The present study has some limitations. Although we included all consecutive patients with IDC who were operated in our tertiary breast centre to the present study, the number of the cases was limited owing to the lack of MR examinations performed with the 3.0-T scanner in most of them. Second, because other types of breast cancers can have higher ADC values8 that can affect our results (for example, mucinous carcinoma), these carcinomas were not included in this study, except IDC. Third, the six acquired b-values increased the total DWI scan time (8min 51s) compared with scans with two b-values. This could cause more susceptibility and movement artefacts. However, despite this time increase, the image quality was very satisfactory. Fourth, the limited number of oestrogen/progesterone receptor-negative lesions (n=10) and lesions with positive peritumoral lymphovascular invasion (n=12) may have affected related statistical results. Finally, not including the <1cm lesions in the study due to probable partial volume artefacts may be viewed a limitation.
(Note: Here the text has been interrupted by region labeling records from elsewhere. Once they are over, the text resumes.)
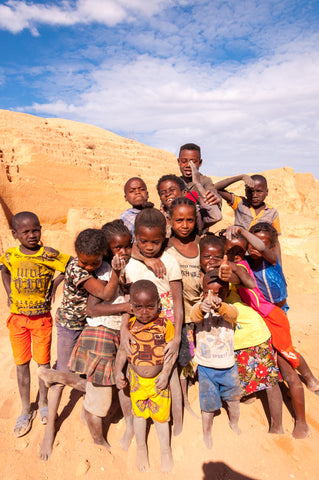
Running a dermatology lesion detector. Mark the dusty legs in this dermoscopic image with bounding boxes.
[277,353,310,439]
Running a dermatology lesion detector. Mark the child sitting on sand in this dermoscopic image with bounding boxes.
[0,212,70,437]
[191,269,241,448]
[120,177,153,237]
[115,280,176,472]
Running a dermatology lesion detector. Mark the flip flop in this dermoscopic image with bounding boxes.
[14,410,37,438]
[39,407,48,425]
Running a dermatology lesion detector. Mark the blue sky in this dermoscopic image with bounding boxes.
[0,0,319,178]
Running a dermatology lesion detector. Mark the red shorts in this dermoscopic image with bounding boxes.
[7,312,52,365]
[264,306,300,368]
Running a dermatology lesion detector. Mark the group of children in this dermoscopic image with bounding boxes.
[0,144,319,472]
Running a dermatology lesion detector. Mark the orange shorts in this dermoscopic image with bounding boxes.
[7,312,52,365]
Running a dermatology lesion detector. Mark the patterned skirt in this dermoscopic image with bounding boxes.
[235,337,281,396]
[69,325,120,386]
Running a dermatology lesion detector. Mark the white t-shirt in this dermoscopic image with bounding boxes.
[194,311,235,368]
[125,252,182,323]
[86,262,125,330]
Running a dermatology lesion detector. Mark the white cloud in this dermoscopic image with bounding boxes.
[0,0,171,35]
[23,36,319,177]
The relationship between the ADC values of IDC lesions and well-known prognostic factors of breast cancer were evaluated in the present study. Additionally, the probable correlation between ADC values and some unusual factors, such as patients' age, tumour localization, distance to skin surface and nipple, and the number of involved axillary lymph nodes, were also examined, which were not previously reported in the medical literature. Among all of these factors, a statistically significant correlation was only found regarding axillary lymph node positivity and the hormone receptor status of IDC lesions.